# programmname



## Pherseus (23. April 2007)

Kann ich den Programmnamen, mit dem ein Java-Programm in der Konsole aufgerufen wurde auslesen?


----------



## d-n-r (24. April 2007)

Hi,

ich frage mich an welcher Stelle du sowas brauchst.

Wenn du eine main-Methode hast, weißt du ja, wie die Klasse heißt, in der die sich befindet und damit wurde das Programm auch per Kommandozeile aufgerufen.

Dass du den Programmnamen nicht über die main-Methoden-Parameter bekommst, wie es bei C der Fall ist, weißt Du ja bestimmt. Das oben genannte ist der Grund dafür, warum der Programmname bei Java nicht übergeben wird.

Dominik


----------



## jeipack (24. April 2007)

Hi
Ich denke eher du meinst java.exe oder sowas, welches deine jar Datei aufgerufen hat?
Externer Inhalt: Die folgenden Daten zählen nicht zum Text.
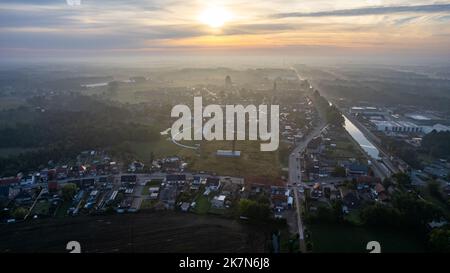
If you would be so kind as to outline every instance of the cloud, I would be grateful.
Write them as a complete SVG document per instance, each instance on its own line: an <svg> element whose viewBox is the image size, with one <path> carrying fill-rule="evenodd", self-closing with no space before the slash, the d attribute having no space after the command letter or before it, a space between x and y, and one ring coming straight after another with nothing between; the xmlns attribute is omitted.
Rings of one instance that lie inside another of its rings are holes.
<svg viewBox="0 0 450 273"><path fill-rule="evenodd" d="M332 16L363 16L385 15L395 13L441 13L450 12L450 4L417 5L417 6L390 6L390 7L364 7L354 9L341 9L319 12L287 12L274 14L275 18L289 17L332 17Z"/></svg>

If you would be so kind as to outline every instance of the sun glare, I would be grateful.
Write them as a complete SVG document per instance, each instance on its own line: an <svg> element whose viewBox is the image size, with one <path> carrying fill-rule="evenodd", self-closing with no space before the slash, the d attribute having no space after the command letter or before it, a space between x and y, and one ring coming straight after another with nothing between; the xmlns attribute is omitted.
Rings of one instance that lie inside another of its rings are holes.
<svg viewBox="0 0 450 273"><path fill-rule="evenodd" d="M222 7L209 7L200 14L199 20L212 28L220 28L232 17L232 14Z"/></svg>

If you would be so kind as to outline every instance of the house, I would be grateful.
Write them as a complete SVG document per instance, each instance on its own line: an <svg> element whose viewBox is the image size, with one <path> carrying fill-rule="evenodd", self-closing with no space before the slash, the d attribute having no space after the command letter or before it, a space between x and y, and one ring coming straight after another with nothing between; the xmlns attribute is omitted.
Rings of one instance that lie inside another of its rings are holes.
<svg viewBox="0 0 450 273"><path fill-rule="evenodd" d="M81 187L82 188L89 188L94 186L95 184L95 178L85 178L81 180Z"/></svg>
<svg viewBox="0 0 450 273"><path fill-rule="evenodd" d="M150 188L148 188L148 192L149 193L158 193L159 187L150 187Z"/></svg>
<svg viewBox="0 0 450 273"><path fill-rule="evenodd" d="M166 175L165 182L168 184L184 184L186 182L185 174L168 174Z"/></svg>
<svg viewBox="0 0 450 273"><path fill-rule="evenodd" d="M23 176L20 179L20 185L21 186L30 186L35 184L37 181L36 176L33 174L29 174L27 176Z"/></svg>
<svg viewBox="0 0 450 273"><path fill-rule="evenodd" d="M188 212L191 204L187 202L183 202L180 206L181 211Z"/></svg>
<svg viewBox="0 0 450 273"><path fill-rule="evenodd" d="M137 176L136 175L122 175L120 177L120 182L126 182L126 183L136 183Z"/></svg>
<svg viewBox="0 0 450 273"><path fill-rule="evenodd" d="M218 156L218 157L240 157L241 151L217 150L216 156Z"/></svg>
<svg viewBox="0 0 450 273"><path fill-rule="evenodd" d="M165 172L178 172L180 171L181 164L181 159L179 157L173 156L159 160L156 165Z"/></svg>
<svg viewBox="0 0 450 273"><path fill-rule="evenodd" d="M308 154L319 154L322 151L322 137L313 138L306 146Z"/></svg>
<svg viewBox="0 0 450 273"><path fill-rule="evenodd" d="M220 191L221 194L228 197L235 196L235 194L241 189L240 185L234 184L231 181L223 181L221 184L223 184L222 190Z"/></svg>
<svg viewBox="0 0 450 273"><path fill-rule="evenodd" d="M206 179L206 187L211 191L218 191L220 188L220 179L218 177L208 177Z"/></svg>
<svg viewBox="0 0 450 273"><path fill-rule="evenodd" d="M31 204L33 200L33 197L31 196L31 194L27 191L23 191L21 190L19 192L19 194L16 195L16 197L14 198L14 202L16 202L16 204L18 205L28 205Z"/></svg>
<svg viewBox="0 0 450 273"><path fill-rule="evenodd" d="M319 183L315 183L310 192L310 197L312 199L319 199L322 197L322 194L323 194L322 186Z"/></svg>
<svg viewBox="0 0 450 273"><path fill-rule="evenodd" d="M377 183L375 185L375 192L377 194L379 201L385 202L389 199L386 189L384 188L384 186L381 183Z"/></svg>
<svg viewBox="0 0 450 273"><path fill-rule="evenodd" d="M270 197L273 208L281 211L288 207L288 197L285 194L275 194Z"/></svg>
<svg viewBox="0 0 450 273"><path fill-rule="evenodd" d="M173 209L177 198L177 187L168 185L161 190L159 199L164 203L167 209Z"/></svg>
<svg viewBox="0 0 450 273"><path fill-rule="evenodd" d="M270 187L270 194L271 195L285 195L286 191L287 191L286 187L278 187L278 186Z"/></svg>
<svg viewBox="0 0 450 273"><path fill-rule="evenodd" d="M57 167L55 169L56 179L66 179L69 173L69 169L67 166Z"/></svg>
<svg viewBox="0 0 450 273"><path fill-rule="evenodd" d="M48 181L47 188L51 192L56 192L58 190L58 181L56 180Z"/></svg>
<svg viewBox="0 0 450 273"><path fill-rule="evenodd" d="M211 200L211 205L213 208L223 209L225 206L225 195L217 195Z"/></svg>
<svg viewBox="0 0 450 273"><path fill-rule="evenodd" d="M193 191L196 191L196 190L200 189L201 184L202 184L202 178L199 176L194 176L194 180L191 183L190 189Z"/></svg>
<svg viewBox="0 0 450 273"><path fill-rule="evenodd" d="M342 203L347 209L356 209L360 205L358 194L354 191L341 188Z"/></svg>
<svg viewBox="0 0 450 273"><path fill-rule="evenodd" d="M356 178L356 182L358 184L376 184L381 183L381 179L379 177L361 175Z"/></svg>
<svg viewBox="0 0 450 273"><path fill-rule="evenodd" d="M134 161L133 163L130 164L130 166L128 167L128 169L131 172L141 172L142 170L144 170L144 163L138 162L138 161Z"/></svg>
<svg viewBox="0 0 450 273"><path fill-rule="evenodd" d="M369 173L369 166L364 164L352 163L346 168L347 176L358 177L367 176Z"/></svg>
<svg viewBox="0 0 450 273"><path fill-rule="evenodd" d="M9 189L13 186L19 185L19 178L5 177L0 179L0 197L9 197Z"/></svg>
Da kann ich dir leider nicht helfen, aber wenn es dir um das Standardprogramm geht, welches jar Dateien aufruft hilft dir das hier weiter:
http://www.tutorials.de/forum/java/268836-standardprogramm-fuer-dateitypen-pdf.html


----------



## zeja (25. April 2007)

Wenn du JDK 6 benutzt dann schau mal in der Klasse RuntimeMXBean, vielleicht findest du da was.


----------